Ya da seçimleri kazanmış bile olsan “iktidar blokunun” bileşenlerini, emperyalizmi dışlayacak, yeniden pazarlığa oturtacak yönde rejimi şekillendiremezsin. Postkolonyal (emperyalizmi, ekonomik, siyaseti iktidarın içinde barındıran) bir devlette hükümete gelen bir akımın/partinin önceliği, toplumsal muhalefeti yatıştırmak, ekonomiyi, uluslararası kapitalizmin kullanımına uygun bir yönde stabilize etmek, bölgedeki jeopolitik oyunda emperyalizm açısından “yapıcı” bir işlev üstlenmektir. Postkolonyal devlette demokratikleşme bu sınırlar içinde yaşanır. Bu sınırlar zorlanmaya başlanınca devlet aygıtı ve emperyalizm müdahale etmeye, demokratikleşme yerini “otoriterleşmeye” bırakmaya başlar

Batı’nın gözüyle: Siyasal İslamın demokratikleşmeyi benimsediğini söylemesi, kendi projesinden vazgeçtiği, postkolonyal devleti yönetmeyi kabul ettiği anlamına gelmiyor. Siyasal İslam aslında seçimleri kendi toplum projesine açılan bir kapı olarak görüyor. Ilımlı, demokratik görüntünün ardında başka bir proje var!

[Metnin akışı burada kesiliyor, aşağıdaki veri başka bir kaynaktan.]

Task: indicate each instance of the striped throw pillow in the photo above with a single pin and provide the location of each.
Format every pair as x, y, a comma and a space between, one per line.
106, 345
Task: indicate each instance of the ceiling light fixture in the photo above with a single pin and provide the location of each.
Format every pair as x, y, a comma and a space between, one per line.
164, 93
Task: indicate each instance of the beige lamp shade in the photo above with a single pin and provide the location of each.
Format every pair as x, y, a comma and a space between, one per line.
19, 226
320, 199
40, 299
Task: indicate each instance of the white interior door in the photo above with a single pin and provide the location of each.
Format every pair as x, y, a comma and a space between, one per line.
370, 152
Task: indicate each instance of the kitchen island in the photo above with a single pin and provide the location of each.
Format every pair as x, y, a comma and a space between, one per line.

Sol hareketlerin gözüyle: Sol açısından bir ayrım yapmak gerekiyor. Seçimleri kazanarak postkolonyal devleti (kapitalist devlet olarak genişletebiliriz), halktan yana bazı reformlarla biraz yumuşatarak yönetmeyi düşünenler. Postkolonyal devletin, kapitalist devletin, nihayet kapitalizmin ufkunun ötesine geçmeye kararlı akımlar. Birincisinin, bazı dönemlerde geçici olarak da olsa iktidara gelebileceğini tarih bize gösteriyor. Ancak, gerçekte antikapitalist bile olmayan İhvan’ın başına gelenler, ikincisine, postkolonyal devletin sınırlarını zorlamaya kararlı olanlara, devletin ve emperyalizmin, asla tahammül edemeyeceğini kanıtlıyor. Çarşambaya devam edeceğim.